Learning through Overcoming
Inconsistencies
Prof. Du ZHANG
(Macau University
of Science and Technology)
Abstract
Perpetual learning, also known as continuous, life-long, or never-ending learning, is an active research direction in machine learning. It is concerned with how to develop computing systems that can automatically, consistently and continuously improve their performance at tasks over time. Specifically, a perpetual learning agent, a long-lived problem-solving system whose knowledge could be of visualized forms, can be defined through its STEP dimensions.
Given S as a set of learning stimuli, T as a set of tasks, E as type of experience, and P as performance metric, a computing system perpetually learns with regard to (S, T, E, P) if the system automatically, consistently and continuously improves its performance P at T, following S and E over time.
There are many types of learning stimuli. In this talk, we focus on treating inconsistent phenomena (uncertainties, anomalies, surprises, conflicts, outliers or peculiarities that manifest themselves at various granularities of knowledge content) as learning stimuli, and adopting inconsistency-specific learning algorithms to refine and/or augment existing problem-solving knowledge through overcoming (explaining, or circumventing) the inconsistencies. Inconsistencies can serve as effective stimuli to learning because they often signify the inadequacies, gaps, deficiencies, or uncovered boundary conditions in an agent's (visualized) knowledge.
We describe an inconsistency-induced learning framework called i2Learning for such perpetual learning agents whose life span is an alternating and open-ended sequence of task-performing episodes and learning episodes. Each learning episode is triggered by an inconsistent stimulus, and learning is essentially embodied in an agent's capability to find ways to overcome inconsistent phenomena stemming from deficient (visualized) knowledge. Through refining its problem-solving knowledge, each learning episode leads to an improved problem-solving performance P for subsequent task-performing episodes.
Short Bio
Du Zhang is Professor and Dean of the Faculty of Information Technology, Macau University of Science and Technology, Macau, China. He received his Ph.D. and M.S. degrees, both in computer science, from the University of Illinois and Nanjing University, China, respectively. Previously he was a Professor and Chair of the Computer Science Department at California State University, Sacramento. He has research affiliations with numerous universities in the USA, UK, Hong Kong, China, Czech Republic, and Mexico.
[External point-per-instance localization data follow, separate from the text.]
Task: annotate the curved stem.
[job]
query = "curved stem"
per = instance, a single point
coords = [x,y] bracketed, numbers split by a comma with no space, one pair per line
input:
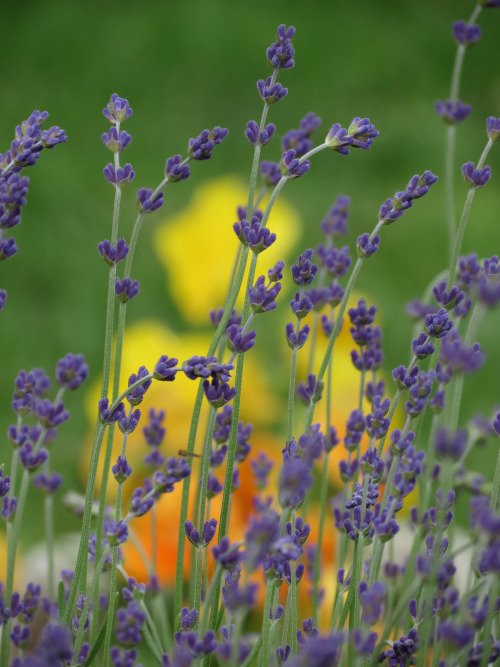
[463,220]
[203,500]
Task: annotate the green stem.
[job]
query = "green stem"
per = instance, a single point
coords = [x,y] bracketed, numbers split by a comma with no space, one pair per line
[114,565]
[87,516]
[463,220]
[291,385]
[226,496]
[49,540]
[266,624]
[203,499]
[293,586]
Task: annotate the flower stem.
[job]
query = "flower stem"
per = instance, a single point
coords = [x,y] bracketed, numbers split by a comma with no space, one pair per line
[203,499]
[293,600]
[463,220]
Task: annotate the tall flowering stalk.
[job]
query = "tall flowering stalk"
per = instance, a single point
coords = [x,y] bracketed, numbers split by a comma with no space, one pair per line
[391,610]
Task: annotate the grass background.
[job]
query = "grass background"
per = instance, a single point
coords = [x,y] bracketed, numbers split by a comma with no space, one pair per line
[185,66]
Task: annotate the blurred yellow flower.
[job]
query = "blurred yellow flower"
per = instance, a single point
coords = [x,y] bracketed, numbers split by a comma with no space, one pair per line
[197,246]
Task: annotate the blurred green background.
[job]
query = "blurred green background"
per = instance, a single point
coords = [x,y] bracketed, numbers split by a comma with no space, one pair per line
[185,66]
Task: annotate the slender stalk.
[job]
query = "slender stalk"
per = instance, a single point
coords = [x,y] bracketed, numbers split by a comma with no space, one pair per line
[291,384]
[49,541]
[203,499]
[463,220]
[266,624]
[114,565]
[323,496]
[293,600]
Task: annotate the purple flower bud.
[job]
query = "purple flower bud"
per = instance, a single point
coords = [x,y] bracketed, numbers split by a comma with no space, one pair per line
[145,201]
[421,346]
[304,271]
[271,94]
[310,392]
[117,110]
[175,170]
[129,424]
[107,416]
[50,415]
[218,393]
[466,34]
[437,325]
[126,289]
[270,172]
[403,379]
[121,470]
[116,141]
[493,128]
[293,340]
[475,178]
[293,167]
[452,112]
[338,139]
[362,132]
[113,255]
[280,54]
[450,445]
[8,248]
[165,369]
[256,138]
[228,556]
[117,533]
[239,341]
[120,178]
[295,480]
[366,248]
[135,396]
[262,299]
[30,460]
[201,148]
[335,222]
[253,235]
[301,307]
[276,273]
[48,483]
[71,371]
[9,507]
[4,484]
[52,137]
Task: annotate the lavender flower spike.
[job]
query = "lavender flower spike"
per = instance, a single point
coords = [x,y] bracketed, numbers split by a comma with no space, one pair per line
[116,141]
[466,34]
[493,128]
[280,54]
[145,201]
[117,110]
[113,255]
[475,178]
[176,171]
[256,138]
[271,94]
[362,132]
[71,371]
[121,177]
[292,167]
[126,289]
[338,139]
[201,148]
[452,112]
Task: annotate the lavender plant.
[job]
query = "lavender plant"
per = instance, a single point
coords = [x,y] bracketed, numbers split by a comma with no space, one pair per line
[243,601]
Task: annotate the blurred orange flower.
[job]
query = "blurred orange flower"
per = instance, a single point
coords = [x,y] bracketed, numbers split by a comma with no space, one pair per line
[198,270]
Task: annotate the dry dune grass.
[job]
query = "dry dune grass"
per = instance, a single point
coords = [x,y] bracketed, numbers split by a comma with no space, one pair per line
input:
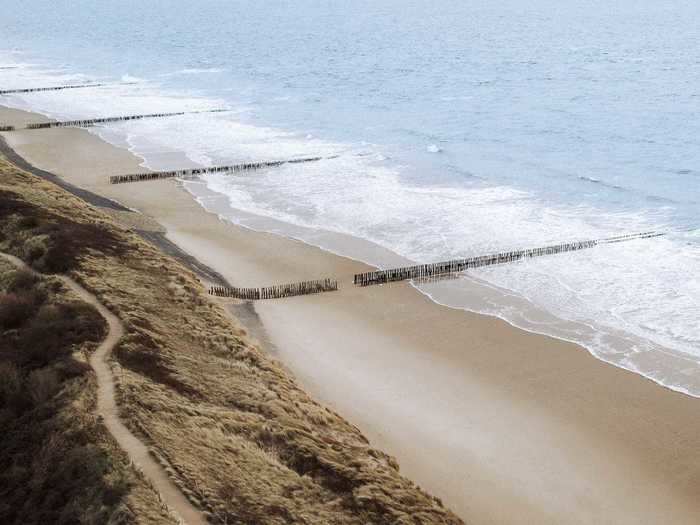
[234,430]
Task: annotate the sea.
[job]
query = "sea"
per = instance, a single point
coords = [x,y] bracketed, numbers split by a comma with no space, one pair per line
[448,129]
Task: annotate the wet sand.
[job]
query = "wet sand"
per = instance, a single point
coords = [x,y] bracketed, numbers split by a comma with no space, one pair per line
[504,425]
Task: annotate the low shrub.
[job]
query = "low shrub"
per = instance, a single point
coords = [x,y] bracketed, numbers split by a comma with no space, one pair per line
[15,309]
[54,331]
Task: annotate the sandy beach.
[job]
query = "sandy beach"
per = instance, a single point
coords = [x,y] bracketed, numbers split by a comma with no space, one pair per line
[503,425]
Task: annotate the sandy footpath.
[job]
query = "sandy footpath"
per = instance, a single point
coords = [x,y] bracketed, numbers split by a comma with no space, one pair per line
[505,426]
[138,453]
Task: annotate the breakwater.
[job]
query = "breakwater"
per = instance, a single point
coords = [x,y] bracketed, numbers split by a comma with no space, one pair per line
[246,166]
[50,88]
[103,120]
[426,271]
[277,291]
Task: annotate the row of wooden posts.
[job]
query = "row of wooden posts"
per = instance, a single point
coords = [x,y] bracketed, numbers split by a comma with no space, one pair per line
[158,175]
[52,88]
[277,291]
[425,271]
[83,123]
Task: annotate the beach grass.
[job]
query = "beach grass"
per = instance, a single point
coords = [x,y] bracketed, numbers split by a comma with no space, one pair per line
[233,429]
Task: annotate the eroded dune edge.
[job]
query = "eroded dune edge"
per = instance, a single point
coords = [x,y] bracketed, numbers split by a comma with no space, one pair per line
[233,429]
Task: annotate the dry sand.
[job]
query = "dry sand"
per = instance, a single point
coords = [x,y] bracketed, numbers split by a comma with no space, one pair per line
[138,453]
[505,426]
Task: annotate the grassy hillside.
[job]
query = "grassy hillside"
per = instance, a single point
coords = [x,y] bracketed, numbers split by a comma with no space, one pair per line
[57,463]
[233,429]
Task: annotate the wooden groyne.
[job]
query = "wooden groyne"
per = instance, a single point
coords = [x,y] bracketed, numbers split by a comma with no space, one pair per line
[426,271]
[103,120]
[276,292]
[246,166]
[51,88]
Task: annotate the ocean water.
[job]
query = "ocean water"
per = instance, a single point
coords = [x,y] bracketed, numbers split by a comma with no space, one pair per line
[460,128]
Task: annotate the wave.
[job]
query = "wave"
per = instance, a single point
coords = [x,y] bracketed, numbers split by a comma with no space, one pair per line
[635,290]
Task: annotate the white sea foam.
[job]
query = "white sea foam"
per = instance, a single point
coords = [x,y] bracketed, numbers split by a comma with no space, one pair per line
[624,302]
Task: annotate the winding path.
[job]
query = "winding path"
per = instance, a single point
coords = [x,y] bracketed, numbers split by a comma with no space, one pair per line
[107,407]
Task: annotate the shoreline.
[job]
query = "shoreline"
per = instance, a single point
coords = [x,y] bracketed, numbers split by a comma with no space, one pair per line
[583,429]
[618,350]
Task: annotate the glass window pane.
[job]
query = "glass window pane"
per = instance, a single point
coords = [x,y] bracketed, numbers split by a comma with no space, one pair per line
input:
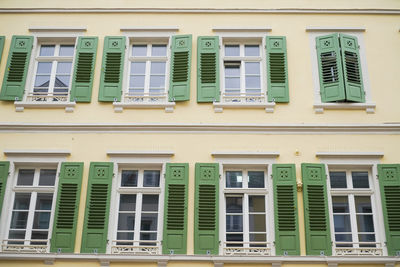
[234,179]
[232,50]
[360,179]
[25,177]
[151,178]
[159,50]
[256,179]
[47,177]
[251,50]
[127,203]
[129,178]
[338,179]
[47,50]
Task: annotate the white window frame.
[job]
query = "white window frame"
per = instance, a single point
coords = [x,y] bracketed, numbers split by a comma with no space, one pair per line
[319,106]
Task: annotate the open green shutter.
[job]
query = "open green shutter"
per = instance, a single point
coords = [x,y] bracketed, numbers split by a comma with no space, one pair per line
[278,86]
[67,207]
[17,68]
[330,68]
[352,68]
[287,240]
[208,69]
[181,54]
[206,209]
[95,226]
[389,183]
[175,208]
[316,213]
[112,69]
[85,58]
[4,167]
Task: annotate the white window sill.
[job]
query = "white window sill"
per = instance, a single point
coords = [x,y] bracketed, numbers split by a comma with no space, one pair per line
[219,106]
[368,107]
[167,106]
[21,105]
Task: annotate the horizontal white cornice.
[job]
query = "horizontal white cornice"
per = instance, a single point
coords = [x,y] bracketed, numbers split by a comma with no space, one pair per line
[383,128]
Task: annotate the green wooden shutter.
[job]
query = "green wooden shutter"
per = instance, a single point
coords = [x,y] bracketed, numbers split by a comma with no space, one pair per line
[181,54]
[17,68]
[206,209]
[389,183]
[85,58]
[4,167]
[352,68]
[316,213]
[330,68]
[208,69]
[67,207]
[287,240]
[175,208]
[95,226]
[278,86]
[112,69]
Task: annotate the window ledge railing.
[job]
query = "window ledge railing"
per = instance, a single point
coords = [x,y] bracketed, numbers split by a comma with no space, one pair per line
[143,247]
[26,247]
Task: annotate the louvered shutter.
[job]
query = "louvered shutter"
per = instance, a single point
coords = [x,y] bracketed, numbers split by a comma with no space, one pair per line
[4,167]
[95,226]
[278,86]
[181,54]
[85,58]
[316,213]
[208,69]
[389,183]
[352,68]
[287,240]
[175,208]
[112,69]
[67,207]
[330,68]
[206,209]
[17,68]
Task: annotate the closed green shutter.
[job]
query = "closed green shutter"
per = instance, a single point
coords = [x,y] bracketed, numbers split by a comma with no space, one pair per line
[352,68]
[112,69]
[17,68]
[278,86]
[181,54]
[4,167]
[330,68]
[206,209]
[208,69]
[95,226]
[389,183]
[175,208]
[316,213]
[287,240]
[85,58]
[67,207]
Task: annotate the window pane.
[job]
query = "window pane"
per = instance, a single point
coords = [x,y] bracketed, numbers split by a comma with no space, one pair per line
[159,50]
[338,179]
[232,50]
[67,50]
[127,203]
[139,50]
[251,50]
[129,178]
[151,178]
[47,50]
[360,179]
[256,179]
[47,177]
[234,179]
[25,177]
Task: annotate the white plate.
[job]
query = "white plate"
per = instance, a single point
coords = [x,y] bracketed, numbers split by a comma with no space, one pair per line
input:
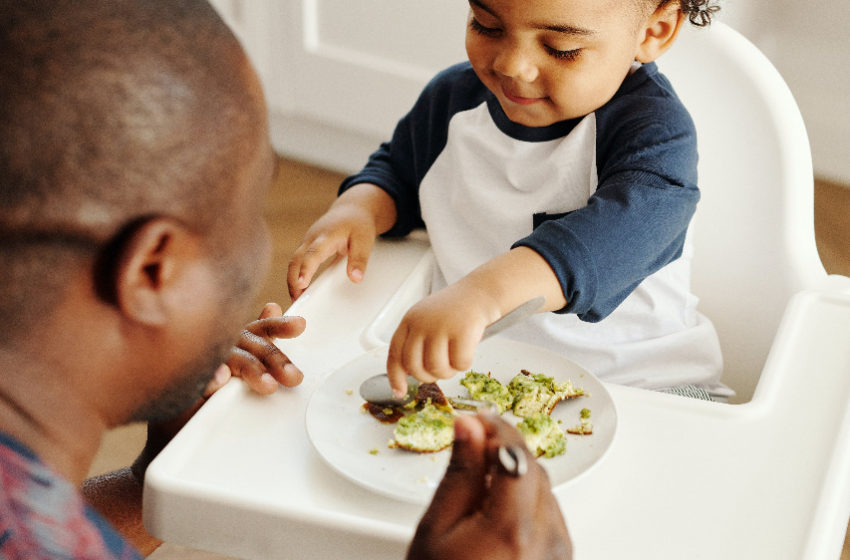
[355,444]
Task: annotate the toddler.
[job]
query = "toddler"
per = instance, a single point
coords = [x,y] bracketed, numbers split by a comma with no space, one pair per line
[559,162]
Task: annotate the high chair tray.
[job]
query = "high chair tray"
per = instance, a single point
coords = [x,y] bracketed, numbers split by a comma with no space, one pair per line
[683,478]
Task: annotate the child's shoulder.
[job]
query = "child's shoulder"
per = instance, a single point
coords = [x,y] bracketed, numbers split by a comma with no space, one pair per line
[458,79]
[457,88]
[646,94]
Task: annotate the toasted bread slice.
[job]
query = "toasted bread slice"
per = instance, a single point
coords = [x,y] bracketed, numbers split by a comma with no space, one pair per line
[426,431]
[542,435]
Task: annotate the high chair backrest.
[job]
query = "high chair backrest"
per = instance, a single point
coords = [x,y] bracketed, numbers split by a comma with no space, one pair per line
[754,240]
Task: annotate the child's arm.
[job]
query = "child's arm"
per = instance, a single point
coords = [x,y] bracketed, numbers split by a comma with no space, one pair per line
[349,227]
[437,337]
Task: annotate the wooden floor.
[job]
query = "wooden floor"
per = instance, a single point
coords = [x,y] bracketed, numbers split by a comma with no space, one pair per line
[304,192]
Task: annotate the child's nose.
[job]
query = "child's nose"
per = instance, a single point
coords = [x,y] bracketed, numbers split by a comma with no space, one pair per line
[513,62]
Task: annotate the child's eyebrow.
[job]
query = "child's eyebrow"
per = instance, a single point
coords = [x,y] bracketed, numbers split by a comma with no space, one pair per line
[565,29]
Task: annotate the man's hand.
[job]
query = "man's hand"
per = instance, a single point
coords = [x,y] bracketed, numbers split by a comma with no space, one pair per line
[347,229]
[256,359]
[481,511]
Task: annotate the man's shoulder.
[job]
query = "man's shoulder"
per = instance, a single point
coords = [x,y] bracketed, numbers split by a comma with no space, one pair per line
[42,515]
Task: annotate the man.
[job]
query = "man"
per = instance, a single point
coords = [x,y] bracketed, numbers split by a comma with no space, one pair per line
[134,163]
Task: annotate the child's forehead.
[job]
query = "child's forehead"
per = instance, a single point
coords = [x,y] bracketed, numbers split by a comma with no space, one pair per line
[559,12]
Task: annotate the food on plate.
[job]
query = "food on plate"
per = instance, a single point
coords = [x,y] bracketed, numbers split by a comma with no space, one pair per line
[384,414]
[425,431]
[483,387]
[542,435]
[431,392]
[585,426]
[535,393]
[425,393]
[426,424]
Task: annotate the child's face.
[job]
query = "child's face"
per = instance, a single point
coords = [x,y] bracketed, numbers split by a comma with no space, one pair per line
[552,60]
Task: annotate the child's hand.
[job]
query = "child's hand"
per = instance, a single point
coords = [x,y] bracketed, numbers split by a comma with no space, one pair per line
[349,228]
[256,359]
[437,337]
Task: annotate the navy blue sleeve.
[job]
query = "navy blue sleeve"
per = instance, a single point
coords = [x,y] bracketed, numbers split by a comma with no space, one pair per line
[636,221]
[399,165]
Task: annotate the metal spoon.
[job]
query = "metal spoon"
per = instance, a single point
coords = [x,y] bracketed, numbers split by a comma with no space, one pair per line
[377,390]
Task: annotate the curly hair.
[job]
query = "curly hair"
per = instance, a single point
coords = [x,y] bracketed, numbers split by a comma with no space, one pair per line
[699,12]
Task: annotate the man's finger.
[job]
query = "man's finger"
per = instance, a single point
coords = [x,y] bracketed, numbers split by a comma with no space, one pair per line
[271,309]
[461,489]
[507,490]
[288,326]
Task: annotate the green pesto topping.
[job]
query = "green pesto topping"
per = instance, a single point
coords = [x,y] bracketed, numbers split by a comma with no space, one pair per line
[536,393]
[542,435]
[430,429]
[482,387]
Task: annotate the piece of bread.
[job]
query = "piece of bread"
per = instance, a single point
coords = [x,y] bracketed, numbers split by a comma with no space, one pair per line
[542,435]
[537,393]
[426,431]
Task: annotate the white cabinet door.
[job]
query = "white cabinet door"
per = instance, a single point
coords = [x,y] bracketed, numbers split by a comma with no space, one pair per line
[342,72]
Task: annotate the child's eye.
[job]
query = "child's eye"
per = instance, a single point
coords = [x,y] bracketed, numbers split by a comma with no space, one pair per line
[563,55]
[476,26]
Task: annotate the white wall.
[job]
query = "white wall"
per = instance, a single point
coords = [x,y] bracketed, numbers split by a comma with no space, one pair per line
[322,53]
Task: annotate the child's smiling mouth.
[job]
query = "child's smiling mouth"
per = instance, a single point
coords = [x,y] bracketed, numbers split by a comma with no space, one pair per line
[520,100]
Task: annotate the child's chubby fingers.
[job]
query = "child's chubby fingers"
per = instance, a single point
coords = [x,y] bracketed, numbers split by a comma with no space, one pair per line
[359,248]
[245,365]
[435,357]
[266,359]
[399,360]
[307,260]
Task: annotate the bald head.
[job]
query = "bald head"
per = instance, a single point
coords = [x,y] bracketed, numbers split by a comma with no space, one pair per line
[112,112]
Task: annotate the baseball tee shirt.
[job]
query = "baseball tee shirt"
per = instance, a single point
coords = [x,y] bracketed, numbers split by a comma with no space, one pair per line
[605,199]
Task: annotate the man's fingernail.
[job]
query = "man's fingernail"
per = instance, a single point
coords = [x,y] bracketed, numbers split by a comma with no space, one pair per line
[293,372]
[222,374]
[461,429]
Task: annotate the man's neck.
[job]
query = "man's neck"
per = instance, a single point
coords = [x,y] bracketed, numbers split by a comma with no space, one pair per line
[40,410]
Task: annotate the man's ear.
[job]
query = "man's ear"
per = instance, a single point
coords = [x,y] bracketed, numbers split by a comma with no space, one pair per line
[660,32]
[152,258]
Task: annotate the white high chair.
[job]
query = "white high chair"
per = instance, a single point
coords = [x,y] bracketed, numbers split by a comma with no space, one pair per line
[753,234]
[684,478]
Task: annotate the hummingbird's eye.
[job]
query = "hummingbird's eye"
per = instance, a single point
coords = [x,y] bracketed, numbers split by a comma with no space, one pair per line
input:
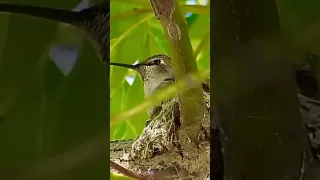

Professor Zhang's current research interests include machine learning (inconsistency-induced perpetual learning), knowledge-based systems, big data analytics, and software engineering. He has over 200 publications in these and other areas. He has served in various roles on numerous international conferences, and is editor or editorial board member for several journals in the areas of artificial intelligence, software engineering and knowledge engineering, big data, and applied mathematics. Professor Zhang is a senior member of both the IEEE and ACM, a board member of the Society of Information Reuse and Integration, and a member of Upsilon Pi Epsilon and Phi Beta Delta.